The task is to generate Armstrong Numbers from 1 up to the length of N decimal digits.
Armstrong number (aka Narcissistic number) of length N digits is a number which is equal to the sum of its digits each in power of N. For example: 153 = 1^3 + 5^3 + 3^3 = 3 + 125 + 27 = 153
More info at wiki
There is an obvious bruteforce algorithms that:
- Pre-generation of all powers i^j, where i is a digits, and j is possible length from 1 to N - this is necessary for all solutions
- For each integer i from 1 to K
- Divides i by digits
- Calculate power of each digit
- Sum up those powers
- If this sum is equal to i - add it to the result list
Implementation: ArmstrongNumbersBruteforce.java
It can be improved by parallel calculation of sum of digit powers to the number generation.
Implementation: ArmstrongNumbersBruteforceOpt.java
There is another interesting idea of bruteforce approach improvement.
- Divide a number for two equal parts.

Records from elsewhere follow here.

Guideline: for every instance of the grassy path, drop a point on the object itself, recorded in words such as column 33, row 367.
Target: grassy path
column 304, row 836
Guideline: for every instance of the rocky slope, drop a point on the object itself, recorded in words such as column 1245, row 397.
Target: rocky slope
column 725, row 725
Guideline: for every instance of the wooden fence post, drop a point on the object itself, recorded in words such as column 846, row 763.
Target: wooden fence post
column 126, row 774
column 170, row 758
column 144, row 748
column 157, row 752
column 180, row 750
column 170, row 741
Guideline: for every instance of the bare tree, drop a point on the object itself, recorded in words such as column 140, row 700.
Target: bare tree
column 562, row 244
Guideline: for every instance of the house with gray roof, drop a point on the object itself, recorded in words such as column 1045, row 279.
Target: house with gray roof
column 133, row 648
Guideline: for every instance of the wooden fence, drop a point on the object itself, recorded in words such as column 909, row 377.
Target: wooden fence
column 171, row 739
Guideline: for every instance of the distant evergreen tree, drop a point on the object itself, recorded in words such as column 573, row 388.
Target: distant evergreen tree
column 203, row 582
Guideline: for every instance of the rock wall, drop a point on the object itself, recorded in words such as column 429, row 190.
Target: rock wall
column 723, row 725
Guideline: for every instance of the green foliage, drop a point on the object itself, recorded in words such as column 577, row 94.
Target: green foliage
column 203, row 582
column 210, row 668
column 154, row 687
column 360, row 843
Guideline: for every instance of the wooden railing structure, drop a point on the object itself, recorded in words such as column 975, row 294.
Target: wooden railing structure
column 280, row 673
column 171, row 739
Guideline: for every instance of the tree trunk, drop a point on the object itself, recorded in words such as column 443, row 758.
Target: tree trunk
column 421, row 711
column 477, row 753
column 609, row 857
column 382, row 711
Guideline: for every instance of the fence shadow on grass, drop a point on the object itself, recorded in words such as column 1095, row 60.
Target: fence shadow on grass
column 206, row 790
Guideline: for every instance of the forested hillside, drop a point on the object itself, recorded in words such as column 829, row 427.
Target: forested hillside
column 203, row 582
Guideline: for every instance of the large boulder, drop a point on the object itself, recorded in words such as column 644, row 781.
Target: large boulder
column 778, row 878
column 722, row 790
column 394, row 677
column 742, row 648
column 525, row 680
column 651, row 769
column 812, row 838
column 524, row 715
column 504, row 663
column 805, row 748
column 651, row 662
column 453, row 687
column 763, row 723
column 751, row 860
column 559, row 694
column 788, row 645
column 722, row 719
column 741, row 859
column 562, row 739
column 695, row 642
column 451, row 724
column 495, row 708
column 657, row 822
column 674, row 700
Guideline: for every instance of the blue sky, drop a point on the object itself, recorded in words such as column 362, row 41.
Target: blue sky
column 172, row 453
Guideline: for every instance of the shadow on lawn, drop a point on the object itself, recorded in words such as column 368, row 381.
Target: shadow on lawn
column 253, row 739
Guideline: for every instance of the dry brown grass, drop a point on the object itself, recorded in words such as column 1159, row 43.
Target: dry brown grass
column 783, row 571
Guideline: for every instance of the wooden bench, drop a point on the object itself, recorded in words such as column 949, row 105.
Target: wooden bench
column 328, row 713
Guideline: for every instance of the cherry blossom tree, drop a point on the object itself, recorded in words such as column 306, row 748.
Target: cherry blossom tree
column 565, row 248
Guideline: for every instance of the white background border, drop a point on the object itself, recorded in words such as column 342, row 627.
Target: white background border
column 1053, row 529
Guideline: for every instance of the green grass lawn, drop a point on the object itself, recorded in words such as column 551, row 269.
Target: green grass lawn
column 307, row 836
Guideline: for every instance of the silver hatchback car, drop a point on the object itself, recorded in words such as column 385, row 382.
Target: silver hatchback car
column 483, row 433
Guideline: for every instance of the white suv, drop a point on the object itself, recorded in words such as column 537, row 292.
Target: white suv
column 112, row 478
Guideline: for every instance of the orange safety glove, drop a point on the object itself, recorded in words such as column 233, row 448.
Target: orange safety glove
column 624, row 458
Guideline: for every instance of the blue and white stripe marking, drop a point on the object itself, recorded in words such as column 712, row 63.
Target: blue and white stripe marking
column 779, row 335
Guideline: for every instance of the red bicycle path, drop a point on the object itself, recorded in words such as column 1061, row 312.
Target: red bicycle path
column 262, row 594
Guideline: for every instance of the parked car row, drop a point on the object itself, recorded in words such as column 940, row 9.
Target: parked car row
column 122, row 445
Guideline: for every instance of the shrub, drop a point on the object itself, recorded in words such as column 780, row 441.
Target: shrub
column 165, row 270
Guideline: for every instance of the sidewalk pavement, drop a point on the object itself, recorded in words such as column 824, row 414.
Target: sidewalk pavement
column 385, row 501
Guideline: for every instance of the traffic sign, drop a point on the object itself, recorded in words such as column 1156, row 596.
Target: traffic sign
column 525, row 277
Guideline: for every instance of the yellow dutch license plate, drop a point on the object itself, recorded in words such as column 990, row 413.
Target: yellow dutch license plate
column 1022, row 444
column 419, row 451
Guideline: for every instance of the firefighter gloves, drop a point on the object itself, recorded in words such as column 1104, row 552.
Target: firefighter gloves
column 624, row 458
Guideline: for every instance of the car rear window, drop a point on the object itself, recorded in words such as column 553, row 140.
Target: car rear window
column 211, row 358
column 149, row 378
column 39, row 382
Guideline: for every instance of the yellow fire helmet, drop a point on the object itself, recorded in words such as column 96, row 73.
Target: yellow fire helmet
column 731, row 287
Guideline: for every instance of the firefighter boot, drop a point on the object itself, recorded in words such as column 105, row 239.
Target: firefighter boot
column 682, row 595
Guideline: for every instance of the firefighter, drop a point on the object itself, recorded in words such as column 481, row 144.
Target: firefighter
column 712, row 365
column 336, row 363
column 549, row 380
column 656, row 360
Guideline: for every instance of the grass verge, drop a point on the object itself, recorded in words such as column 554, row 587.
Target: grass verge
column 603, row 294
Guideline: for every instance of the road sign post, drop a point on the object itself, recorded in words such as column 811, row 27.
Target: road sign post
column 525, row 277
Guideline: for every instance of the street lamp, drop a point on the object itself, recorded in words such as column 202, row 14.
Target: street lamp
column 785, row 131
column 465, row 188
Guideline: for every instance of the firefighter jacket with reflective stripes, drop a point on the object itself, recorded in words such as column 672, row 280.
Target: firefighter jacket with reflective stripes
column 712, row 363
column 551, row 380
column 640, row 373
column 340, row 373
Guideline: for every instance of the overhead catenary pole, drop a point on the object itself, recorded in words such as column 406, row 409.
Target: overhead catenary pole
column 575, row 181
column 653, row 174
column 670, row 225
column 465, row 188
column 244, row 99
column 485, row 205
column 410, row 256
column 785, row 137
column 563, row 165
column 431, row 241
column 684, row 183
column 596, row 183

In case of an odd N first part will be a bit longer. For example, if N=7, the number will be divide like XXXXYYY, where XXXX the first part (4 decimal digits), and YYY the second part with 3 digits.
- Generate all integers i of the second part (in our example there will be integers from 001 to 999).
- Calculate p equal to sum of digits in power of N.
- Add to some hash the following pair {p-i, i}. For example, for i=725, p=7^7+2^7+5^7=901796. We add pair {901071, 725}.
- Generate all integers i of the first part without leading zeros (in our example there will be integers from 1000 to 9999).
- Calculate p equal to sum of digits in power of N.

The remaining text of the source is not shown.